Sometimes employees who have been harassed don’t have the option to leave their job even if they wanted to. Lipnic, who recently testified at a hearing from the bipartisan Congressional Caucus for Women’s Issues discussion of sexual harassment in the service sector, pointed to hospitality workers as employees who have been put in vulnerable positions and may not be able to leave their jobs for financial reasons.
“They don’t have a lot of abilities to take matters into their own hands and quit and go somewhere else,” Lipnic said. “That can impact the wage gap.”
These hospitality workers also serve as an example of the impacts of occupational segregation — or, the fact that there are certain male-dominated and female-dominated industries and jobs. Oftentimes, sexual harassment serves a contributing factor as to why women can’t enter these male-dominated fields as easily. Ariane Hegewisch, program director for employment and earnings at the Institute for Women’s Policy Research, said male-dominated jobs, like those in construction, can become hostile places for women and could impact the advancement of their careers as a result.
“A hostile environment and harassment on them means that women can’t perform as well as they otherwise could,” Hegewisch said. “You don’t feel as confident, you don’t feel confident enough to ask questions to become better at your job, you don’t feel that you can excel and you should grow. Your spirit gets dampened if not your health and performance more directly.”

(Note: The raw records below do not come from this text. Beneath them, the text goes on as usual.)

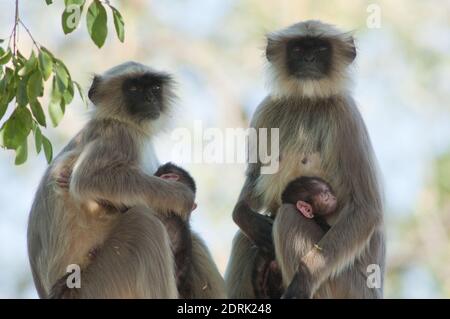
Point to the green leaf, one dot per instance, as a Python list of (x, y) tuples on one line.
[(71, 15), (19, 61), (47, 149), (62, 77), (47, 51), (35, 86), (81, 93), (29, 66), (68, 93), (38, 139), (97, 23), (7, 86), (45, 64), (6, 57), (56, 111), (119, 24), (16, 129), (21, 94), (38, 112), (21, 153), (3, 108)]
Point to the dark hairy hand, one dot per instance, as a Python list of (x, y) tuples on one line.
[(300, 286), (63, 178)]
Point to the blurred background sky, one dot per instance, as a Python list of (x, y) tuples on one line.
[(215, 50)]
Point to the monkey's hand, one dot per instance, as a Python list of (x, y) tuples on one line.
[(63, 178), (257, 227), (183, 201), (300, 286)]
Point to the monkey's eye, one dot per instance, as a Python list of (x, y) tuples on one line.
[(156, 88)]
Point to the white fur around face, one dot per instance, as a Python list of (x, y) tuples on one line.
[(149, 161), (282, 84)]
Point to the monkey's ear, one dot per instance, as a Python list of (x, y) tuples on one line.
[(93, 88), (305, 209), (352, 49)]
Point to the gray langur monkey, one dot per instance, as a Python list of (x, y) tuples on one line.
[(321, 134), (112, 161)]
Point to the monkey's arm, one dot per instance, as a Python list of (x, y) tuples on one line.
[(340, 246), (103, 173), (257, 227)]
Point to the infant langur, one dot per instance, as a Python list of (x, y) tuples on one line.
[(177, 228), (314, 199)]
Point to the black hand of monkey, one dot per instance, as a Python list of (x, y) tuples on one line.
[(261, 235), (300, 286), (63, 178)]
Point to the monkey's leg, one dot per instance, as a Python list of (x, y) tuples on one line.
[(294, 236), (364, 279), (257, 227), (207, 282), (134, 262), (239, 273)]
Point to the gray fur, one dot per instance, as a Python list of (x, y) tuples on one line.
[(321, 134)]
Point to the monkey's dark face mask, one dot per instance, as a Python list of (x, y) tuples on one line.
[(143, 96), (308, 58)]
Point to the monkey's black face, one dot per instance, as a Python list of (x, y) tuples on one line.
[(308, 57), (143, 96)]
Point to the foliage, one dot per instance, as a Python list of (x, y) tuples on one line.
[(22, 79)]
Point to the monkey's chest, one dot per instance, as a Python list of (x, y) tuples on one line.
[(293, 163)]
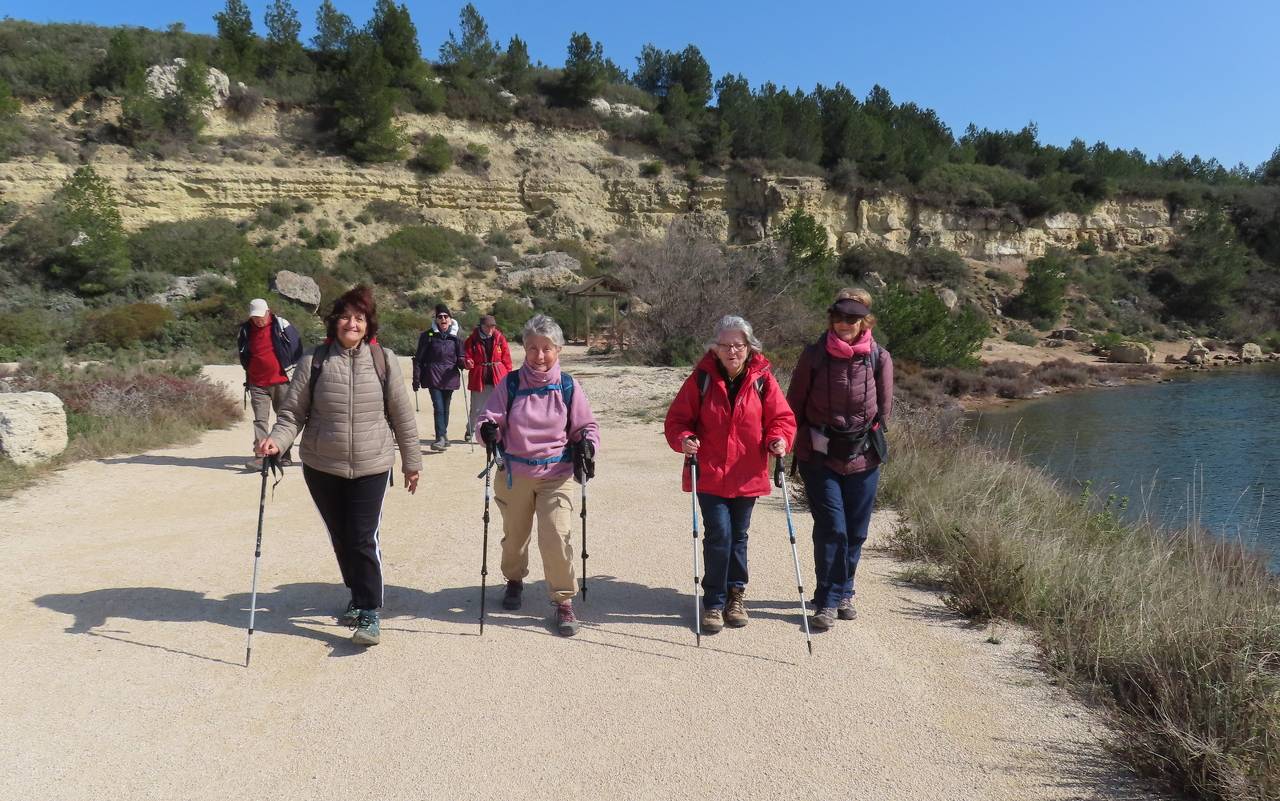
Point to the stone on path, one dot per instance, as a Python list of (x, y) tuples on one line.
[(32, 426)]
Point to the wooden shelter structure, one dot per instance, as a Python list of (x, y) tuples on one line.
[(602, 287)]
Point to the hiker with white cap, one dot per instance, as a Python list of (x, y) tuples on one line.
[(269, 348)]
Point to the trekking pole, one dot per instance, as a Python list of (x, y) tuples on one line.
[(583, 515), (780, 479), (484, 554), (257, 554), (693, 497), (466, 410)]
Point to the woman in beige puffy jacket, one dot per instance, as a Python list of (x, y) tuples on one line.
[(352, 421)]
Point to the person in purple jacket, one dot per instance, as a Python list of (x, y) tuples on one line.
[(841, 393), (543, 428), (438, 365)]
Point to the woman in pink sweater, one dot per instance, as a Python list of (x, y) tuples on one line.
[(542, 425)]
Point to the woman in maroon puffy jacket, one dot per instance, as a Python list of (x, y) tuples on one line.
[(732, 415), (841, 393)]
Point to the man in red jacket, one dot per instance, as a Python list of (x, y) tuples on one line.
[(269, 347), (488, 357), (732, 415)]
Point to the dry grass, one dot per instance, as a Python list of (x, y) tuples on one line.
[(1176, 632), (115, 410)]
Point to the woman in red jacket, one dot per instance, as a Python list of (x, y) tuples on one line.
[(488, 357), (732, 415)]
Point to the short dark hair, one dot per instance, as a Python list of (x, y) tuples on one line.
[(357, 298)]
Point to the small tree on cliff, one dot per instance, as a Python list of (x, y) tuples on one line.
[(94, 257), (584, 71)]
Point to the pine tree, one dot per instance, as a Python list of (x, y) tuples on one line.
[(471, 54), (283, 49), (236, 39), (95, 259), (584, 71)]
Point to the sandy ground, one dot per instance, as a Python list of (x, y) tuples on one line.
[(128, 595)]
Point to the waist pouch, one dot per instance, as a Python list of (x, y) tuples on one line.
[(848, 444)]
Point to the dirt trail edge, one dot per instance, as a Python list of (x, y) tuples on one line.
[(127, 603)]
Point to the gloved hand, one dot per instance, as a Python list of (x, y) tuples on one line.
[(584, 461)]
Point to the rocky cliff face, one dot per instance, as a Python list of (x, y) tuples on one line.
[(562, 183)]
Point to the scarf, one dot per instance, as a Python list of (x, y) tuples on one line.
[(839, 348)]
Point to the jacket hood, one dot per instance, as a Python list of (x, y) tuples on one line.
[(755, 365)]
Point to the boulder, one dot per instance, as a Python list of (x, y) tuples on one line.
[(1130, 353), (32, 426), (163, 82), (298, 288), (549, 270)]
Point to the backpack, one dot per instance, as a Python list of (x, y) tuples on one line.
[(321, 353)]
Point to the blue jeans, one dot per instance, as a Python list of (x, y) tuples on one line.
[(440, 399), (726, 521), (841, 508)]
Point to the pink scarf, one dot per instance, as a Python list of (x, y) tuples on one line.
[(839, 348)]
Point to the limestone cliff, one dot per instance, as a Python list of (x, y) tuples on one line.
[(565, 183)]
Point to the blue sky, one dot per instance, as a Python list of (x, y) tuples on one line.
[(1197, 77)]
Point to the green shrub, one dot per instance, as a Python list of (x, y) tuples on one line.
[(187, 247), (1001, 278), (1023, 338), (122, 326), (917, 328), (1043, 291), (434, 155)]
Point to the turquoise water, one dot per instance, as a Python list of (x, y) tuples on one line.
[(1203, 447)]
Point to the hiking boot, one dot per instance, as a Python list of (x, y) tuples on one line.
[(735, 610), (351, 616), (713, 621), (368, 630), (511, 596), (566, 622), (846, 610), (823, 618)]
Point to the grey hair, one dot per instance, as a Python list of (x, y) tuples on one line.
[(732, 323), (542, 325)]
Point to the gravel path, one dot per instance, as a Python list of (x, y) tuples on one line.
[(128, 594)]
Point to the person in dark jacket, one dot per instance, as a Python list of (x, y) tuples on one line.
[(841, 393), (732, 415), (488, 358), (269, 349), (438, 366)]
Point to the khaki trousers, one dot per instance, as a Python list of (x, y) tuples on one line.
[(551, 502), (264, 401)]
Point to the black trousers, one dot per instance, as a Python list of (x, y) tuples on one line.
[(352, 512)]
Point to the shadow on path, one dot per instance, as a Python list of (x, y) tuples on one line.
[(306, 609)]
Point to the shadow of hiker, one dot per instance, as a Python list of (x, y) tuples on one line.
[(234, 463), (307, 609)]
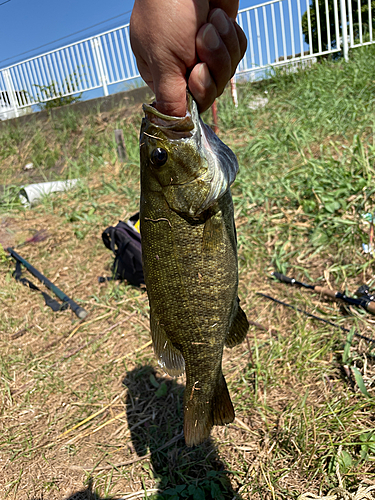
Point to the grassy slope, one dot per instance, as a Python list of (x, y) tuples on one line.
[(306, 172)]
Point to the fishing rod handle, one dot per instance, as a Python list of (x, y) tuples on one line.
[(325, 291), (283, 278), (78, 310)]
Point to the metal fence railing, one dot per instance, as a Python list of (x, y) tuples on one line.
[(95, 62), (279, 32)]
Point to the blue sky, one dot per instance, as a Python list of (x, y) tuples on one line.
[(28, 29), (26, 24)]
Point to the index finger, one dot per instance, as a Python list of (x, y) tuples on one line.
[(230, 7)]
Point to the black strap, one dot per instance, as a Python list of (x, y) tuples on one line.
[(49, 301)]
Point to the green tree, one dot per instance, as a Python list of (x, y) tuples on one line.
[(332, 29)]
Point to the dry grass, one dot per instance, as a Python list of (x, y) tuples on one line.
[(86, 412)]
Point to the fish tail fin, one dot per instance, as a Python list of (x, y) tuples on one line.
[(199, 417)]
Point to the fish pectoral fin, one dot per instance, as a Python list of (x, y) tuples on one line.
[(169, 357), (239, 327), (213, 233)]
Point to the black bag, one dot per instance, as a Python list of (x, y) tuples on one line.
[(125, 242)]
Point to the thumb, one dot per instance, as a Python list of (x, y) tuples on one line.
[(170, 92)]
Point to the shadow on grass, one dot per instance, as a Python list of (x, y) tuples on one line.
[(155, 417)]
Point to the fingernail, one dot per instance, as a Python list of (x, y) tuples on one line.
[(204, 76), (210, 38), (220, 22)]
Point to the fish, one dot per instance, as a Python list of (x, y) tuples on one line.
[(189, 252)]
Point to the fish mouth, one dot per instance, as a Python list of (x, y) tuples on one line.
[(174, 127)]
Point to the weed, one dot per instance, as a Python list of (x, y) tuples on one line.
[(84, 397)]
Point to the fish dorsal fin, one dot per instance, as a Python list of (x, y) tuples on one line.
[(239, 327), (169, 358)]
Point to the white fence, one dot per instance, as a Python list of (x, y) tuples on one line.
[(279, 32)]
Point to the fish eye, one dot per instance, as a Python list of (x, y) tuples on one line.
[(159, 156)]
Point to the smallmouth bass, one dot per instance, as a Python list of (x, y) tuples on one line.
[(189, 251)]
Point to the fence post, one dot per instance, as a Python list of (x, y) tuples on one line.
[(344, 29), (10, 91), (97, 46)]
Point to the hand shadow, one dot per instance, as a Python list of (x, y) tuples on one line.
[(154, 408)]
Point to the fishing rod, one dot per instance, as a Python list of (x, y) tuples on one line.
[(78, 310), (364, 298), (313, 316)]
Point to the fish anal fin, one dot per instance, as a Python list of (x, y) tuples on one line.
[(213, 233), (239, 327), (169, 357), (199, 417)]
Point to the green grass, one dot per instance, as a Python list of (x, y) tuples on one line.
[(303, 391)]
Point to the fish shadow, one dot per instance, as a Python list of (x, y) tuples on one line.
[(154, 408)]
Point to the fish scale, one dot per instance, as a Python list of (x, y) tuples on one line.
[(190, 260)]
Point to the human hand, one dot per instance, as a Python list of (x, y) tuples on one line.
[(186, 42)]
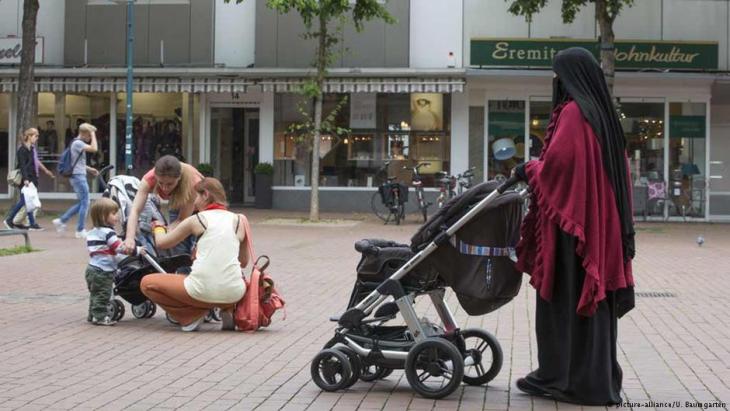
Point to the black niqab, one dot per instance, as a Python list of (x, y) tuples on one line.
[(580, 76)]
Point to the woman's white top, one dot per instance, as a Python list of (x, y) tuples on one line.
[(216, 272)]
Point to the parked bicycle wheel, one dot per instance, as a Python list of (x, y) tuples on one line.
[(380, 209)]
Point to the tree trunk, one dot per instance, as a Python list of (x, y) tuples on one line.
[(321, 71), (27, 101), (608, 51)]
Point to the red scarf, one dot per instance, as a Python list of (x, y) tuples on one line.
[(215, 206), (572, 193)]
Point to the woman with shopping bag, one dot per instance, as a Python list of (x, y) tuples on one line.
[(26, 165)]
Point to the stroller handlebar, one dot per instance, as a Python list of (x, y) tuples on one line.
[(508, 184)]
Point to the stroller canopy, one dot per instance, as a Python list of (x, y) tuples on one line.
[(478, 263)]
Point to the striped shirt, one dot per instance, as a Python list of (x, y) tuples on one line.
[(105, 248)]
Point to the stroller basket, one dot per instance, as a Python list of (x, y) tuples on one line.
[(132, 269), (379, 260)]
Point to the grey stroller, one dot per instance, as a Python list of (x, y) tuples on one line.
[(467, 245), (122, 189)]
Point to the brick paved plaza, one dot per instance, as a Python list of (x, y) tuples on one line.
[(674, 346)]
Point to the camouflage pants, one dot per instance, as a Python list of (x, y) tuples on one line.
[(100, 285)]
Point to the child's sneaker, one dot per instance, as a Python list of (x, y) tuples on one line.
[(105, 321), (193, 326), (60, 226)]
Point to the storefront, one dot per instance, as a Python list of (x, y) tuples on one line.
[(665, 117), (234, 121), (387, 127)]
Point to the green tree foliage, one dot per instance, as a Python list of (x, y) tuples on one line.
[(318, 17), (606, 12)]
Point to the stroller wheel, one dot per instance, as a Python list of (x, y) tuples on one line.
[(171, 320), (371, 373), (434, 368), (116, 309), (151, 311), (355, 366), (485, 351), (331, 370), (141, 310)]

Solving the issues of sexual harassment in the workplace and the gender pay gap go hand-in-hand, a number of powerful female executives said in interviews with TIME ahead of Equal Pay Day. It’s about changing workplace culture to make them better places for women to succeed. That means placing more women on boards and in management positions while creating policies that promote pay transparency and routine payroll audits. On a fundamental level, it means instilling a philosophy that under no circumstances is sexual harassment — or any kind of harassment — acceptable, they said.
“Rather than the onus being on the target of harassment to leave,” Blackstone, the sociology professor, said, “let’s make workplaces where everybody can thrive.”